Speedball Tournament: The Real March Madness
Cameron Stuart, Veritas Sports Editor
It is reasonable to think that E.D. Mitchell, often referred to as the Father of Intramural Sports, had no idea that the game he invented in 1921 at the University of Michigan would evolve into what it has some 94 years later.
That game, of course, is the most interesting sport you’ve never heard of: speedball. It was created as an activity for those who did not play football but still wanted to bask in the beautiful Ann Arbor autumns. Originally played outdoors back then, it was modeled after the game of football.
Speedball, however, combines all the popular sports in America including a little football, soccer, baseball, and even some hockey. A ball can be kicked, tapped or thrown into the net and the main objective of a defender is to tag the ball carrier, resulting in a turnover.
Since its invention the game of speedball has spread across the country as an intramural sport or a gym class activity.
Making its way inside the walls of Rockland High, it looks like it will be here for quite some time.
During the two-week break between the winter and spring sports season at RHS, some 50 students threw their hat into the speedball ring, participating in the first six-team, round robin tournament for the school championship.
“The [high] school loves the game,” tournament commissioner and senior Matt Clougherty said. “It was a way to bring the school together in some way.”
Clougherty also captained one of the teams, selecting players through a 50-person draft. Clougherty’s team lost the first game of the round robin and didn’t look back, making it all the way to the final game.
“The intensity and passion of it is incomparable,” senior Eddie Yeadon said, “It isn’t just some gym game.”
All those who signed up for the tournament had one thing in common: they were all male.
Only one girl participated in the tournament, senior Brianna Starkey, and even that was purely by chance.
“One day Matt Bille just came to me at lunch and said they needed a player,” Starkey said. “I told him I’d join if he didn’t mind having a girl on his team.”
While Starkey’s revolutionary presence helped Bille’s team get on the court it did not keep them there very long, as they suffered losses in the first two games by the five-goal slaughter rule each time.
The tournament came to an abrupt end, however, when spring sports season was quickly approaching and time to rent the gym was running out with it.
Team Crawford, captained by senior Leshon Crawford, was unable to play the championship game due to a lack of players from injury and previous commitments.

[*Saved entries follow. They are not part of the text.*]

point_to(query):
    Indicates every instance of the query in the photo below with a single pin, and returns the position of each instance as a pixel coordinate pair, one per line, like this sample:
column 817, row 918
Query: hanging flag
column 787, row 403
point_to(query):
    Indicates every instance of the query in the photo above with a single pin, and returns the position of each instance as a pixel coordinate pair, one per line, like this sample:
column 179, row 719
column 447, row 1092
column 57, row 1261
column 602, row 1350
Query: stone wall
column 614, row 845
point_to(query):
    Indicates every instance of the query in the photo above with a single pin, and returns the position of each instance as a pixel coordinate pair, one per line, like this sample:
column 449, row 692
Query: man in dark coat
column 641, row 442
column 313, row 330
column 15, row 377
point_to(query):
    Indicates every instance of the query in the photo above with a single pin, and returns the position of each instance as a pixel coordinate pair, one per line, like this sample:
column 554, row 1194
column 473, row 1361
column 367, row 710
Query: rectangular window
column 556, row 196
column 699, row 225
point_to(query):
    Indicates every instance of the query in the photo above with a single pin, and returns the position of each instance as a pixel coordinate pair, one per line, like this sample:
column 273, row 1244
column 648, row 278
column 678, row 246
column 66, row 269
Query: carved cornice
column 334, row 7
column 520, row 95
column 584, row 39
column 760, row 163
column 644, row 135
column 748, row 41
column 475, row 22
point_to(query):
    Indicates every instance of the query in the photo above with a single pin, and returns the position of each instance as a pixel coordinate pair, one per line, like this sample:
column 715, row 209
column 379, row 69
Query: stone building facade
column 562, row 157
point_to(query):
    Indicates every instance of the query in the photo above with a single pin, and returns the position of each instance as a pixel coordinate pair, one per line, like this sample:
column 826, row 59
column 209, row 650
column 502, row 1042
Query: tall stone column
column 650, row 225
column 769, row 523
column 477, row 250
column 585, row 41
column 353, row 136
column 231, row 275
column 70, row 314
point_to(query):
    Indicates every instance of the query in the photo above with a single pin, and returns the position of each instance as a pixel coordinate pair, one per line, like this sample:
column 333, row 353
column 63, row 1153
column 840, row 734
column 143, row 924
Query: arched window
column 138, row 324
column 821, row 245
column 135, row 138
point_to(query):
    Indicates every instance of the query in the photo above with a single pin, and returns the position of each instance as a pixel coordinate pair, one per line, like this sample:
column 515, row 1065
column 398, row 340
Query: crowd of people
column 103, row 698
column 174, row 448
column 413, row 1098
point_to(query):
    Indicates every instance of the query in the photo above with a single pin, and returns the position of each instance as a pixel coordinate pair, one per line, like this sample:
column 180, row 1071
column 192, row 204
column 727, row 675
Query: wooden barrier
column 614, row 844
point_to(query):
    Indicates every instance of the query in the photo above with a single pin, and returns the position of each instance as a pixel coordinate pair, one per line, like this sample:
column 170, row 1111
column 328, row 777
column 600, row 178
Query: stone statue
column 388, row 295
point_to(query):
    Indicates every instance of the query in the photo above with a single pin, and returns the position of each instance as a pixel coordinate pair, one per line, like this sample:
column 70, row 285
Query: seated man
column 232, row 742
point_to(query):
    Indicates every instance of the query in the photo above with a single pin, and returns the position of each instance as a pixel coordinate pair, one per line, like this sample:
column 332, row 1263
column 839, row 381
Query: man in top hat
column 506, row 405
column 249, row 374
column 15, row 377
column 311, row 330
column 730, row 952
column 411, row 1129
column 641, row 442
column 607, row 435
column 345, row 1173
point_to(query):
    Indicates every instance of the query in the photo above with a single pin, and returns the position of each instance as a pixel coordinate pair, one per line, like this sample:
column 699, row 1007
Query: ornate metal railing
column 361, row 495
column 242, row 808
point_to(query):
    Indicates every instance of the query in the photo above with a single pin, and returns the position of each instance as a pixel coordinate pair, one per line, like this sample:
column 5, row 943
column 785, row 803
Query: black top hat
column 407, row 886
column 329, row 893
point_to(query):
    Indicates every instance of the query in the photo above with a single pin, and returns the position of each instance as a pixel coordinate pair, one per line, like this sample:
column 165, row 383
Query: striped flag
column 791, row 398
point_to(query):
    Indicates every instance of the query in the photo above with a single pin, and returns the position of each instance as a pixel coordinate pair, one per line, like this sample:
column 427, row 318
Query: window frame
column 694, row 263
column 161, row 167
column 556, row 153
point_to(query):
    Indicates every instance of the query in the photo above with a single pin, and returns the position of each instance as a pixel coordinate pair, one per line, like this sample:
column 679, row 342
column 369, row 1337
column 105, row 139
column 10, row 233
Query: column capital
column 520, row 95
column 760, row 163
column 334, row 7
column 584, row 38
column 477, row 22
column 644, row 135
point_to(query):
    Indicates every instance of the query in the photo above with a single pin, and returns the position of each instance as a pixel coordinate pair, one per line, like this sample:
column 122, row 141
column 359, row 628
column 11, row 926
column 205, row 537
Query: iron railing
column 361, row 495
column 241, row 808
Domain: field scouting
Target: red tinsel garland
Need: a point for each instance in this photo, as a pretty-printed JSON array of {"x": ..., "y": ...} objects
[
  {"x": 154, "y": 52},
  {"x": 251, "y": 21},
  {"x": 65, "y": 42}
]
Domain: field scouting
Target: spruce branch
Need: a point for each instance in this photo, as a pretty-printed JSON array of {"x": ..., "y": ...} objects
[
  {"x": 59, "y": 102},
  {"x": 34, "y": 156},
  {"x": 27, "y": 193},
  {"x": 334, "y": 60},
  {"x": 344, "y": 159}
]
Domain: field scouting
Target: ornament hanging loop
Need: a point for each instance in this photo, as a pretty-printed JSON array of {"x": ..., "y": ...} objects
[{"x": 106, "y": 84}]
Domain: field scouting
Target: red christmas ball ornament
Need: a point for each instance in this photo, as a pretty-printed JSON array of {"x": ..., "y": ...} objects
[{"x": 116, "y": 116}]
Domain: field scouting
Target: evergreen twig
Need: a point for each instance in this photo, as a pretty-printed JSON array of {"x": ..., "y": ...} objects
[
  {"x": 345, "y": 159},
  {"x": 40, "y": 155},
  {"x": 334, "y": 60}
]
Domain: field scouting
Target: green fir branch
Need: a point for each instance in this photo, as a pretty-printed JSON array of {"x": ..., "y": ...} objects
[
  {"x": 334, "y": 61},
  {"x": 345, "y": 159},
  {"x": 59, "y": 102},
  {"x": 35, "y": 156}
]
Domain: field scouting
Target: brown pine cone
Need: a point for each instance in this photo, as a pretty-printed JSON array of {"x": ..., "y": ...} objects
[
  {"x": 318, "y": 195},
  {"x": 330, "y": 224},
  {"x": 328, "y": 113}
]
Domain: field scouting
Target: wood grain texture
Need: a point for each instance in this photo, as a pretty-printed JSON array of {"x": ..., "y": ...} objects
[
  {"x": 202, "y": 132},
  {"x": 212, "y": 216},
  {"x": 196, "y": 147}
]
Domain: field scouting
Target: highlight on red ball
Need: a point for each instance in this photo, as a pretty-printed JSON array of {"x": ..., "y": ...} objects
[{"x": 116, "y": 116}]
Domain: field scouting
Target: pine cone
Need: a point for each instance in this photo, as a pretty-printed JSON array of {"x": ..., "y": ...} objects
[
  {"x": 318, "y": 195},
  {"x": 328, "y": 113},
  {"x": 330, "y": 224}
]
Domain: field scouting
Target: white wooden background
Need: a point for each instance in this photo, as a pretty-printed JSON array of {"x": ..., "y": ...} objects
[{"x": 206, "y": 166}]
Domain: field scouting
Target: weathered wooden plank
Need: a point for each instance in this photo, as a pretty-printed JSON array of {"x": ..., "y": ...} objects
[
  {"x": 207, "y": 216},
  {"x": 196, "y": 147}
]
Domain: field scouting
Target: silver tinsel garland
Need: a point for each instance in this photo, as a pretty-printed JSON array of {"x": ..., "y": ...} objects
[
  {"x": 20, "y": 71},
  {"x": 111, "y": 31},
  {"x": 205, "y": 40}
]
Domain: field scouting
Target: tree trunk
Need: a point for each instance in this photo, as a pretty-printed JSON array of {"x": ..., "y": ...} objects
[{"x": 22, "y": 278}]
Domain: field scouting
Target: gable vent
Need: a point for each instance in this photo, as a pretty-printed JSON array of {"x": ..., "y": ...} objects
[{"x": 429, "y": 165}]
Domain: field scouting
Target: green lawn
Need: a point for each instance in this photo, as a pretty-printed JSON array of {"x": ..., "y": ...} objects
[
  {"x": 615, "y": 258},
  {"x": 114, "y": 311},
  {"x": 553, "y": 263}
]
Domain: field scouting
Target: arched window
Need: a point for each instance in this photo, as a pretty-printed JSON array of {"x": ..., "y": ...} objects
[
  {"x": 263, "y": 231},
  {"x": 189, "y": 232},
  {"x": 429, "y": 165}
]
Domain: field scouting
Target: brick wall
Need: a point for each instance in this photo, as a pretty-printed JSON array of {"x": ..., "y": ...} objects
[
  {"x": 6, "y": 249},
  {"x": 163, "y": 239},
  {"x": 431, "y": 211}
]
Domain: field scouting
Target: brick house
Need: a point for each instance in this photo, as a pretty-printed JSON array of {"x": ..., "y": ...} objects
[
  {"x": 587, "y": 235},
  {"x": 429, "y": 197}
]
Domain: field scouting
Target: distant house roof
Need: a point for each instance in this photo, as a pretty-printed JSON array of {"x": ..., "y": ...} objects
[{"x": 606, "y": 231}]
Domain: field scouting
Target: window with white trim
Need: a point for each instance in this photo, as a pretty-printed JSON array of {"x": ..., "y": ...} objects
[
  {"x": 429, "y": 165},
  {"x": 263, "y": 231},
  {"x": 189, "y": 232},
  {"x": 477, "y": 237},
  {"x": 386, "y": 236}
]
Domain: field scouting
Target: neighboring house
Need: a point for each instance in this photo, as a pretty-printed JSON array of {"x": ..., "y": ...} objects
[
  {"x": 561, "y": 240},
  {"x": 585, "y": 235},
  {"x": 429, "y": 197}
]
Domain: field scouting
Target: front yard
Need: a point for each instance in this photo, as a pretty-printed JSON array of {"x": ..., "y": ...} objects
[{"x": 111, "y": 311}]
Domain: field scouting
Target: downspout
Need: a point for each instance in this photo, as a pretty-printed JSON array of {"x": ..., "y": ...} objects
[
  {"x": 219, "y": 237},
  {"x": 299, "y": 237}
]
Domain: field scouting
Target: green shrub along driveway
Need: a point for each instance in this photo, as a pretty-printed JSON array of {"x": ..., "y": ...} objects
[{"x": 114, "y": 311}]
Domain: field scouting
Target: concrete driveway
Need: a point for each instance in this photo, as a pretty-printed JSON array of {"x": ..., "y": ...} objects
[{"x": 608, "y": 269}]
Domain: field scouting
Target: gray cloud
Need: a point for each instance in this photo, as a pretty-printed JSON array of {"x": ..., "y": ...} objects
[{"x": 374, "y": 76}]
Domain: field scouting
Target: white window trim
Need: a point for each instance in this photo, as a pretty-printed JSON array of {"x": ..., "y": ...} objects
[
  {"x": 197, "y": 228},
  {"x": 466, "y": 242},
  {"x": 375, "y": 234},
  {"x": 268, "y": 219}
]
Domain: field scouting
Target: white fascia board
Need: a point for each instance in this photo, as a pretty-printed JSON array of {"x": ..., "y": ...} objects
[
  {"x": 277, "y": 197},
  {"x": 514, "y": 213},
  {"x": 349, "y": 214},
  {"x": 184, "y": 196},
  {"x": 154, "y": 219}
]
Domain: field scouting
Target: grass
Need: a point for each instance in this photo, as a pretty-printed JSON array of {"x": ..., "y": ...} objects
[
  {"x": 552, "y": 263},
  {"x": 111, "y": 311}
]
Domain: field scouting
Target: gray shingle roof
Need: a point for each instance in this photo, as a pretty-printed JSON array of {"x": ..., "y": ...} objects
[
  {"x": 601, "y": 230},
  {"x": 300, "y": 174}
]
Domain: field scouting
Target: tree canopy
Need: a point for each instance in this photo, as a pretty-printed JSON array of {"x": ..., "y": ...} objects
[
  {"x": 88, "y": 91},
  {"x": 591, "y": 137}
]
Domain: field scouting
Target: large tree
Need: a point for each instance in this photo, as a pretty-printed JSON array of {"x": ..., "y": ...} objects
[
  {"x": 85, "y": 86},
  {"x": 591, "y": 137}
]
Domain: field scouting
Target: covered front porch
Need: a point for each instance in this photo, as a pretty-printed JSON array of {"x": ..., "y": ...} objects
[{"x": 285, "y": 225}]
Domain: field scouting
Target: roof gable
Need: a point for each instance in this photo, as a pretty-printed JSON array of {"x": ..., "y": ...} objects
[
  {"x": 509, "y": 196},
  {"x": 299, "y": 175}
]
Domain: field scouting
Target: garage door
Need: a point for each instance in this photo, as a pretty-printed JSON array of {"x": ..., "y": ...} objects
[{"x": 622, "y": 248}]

The title game was postponed to a date not yet decided upon.
“We haven’t really set up a date yet,” Commissioner Clougherty said. “I’m hoping we can come on a Saturday or maybe early on an MCAS day and settle this.”
While RHS may still be a basketball school, it seems no one has a bad word to say about the game of speedball.
“It seems like everyone loves it,” senior Pearse McNally said. “I think this tournament will continue to keep the game as a staple of Rockland for years to come.”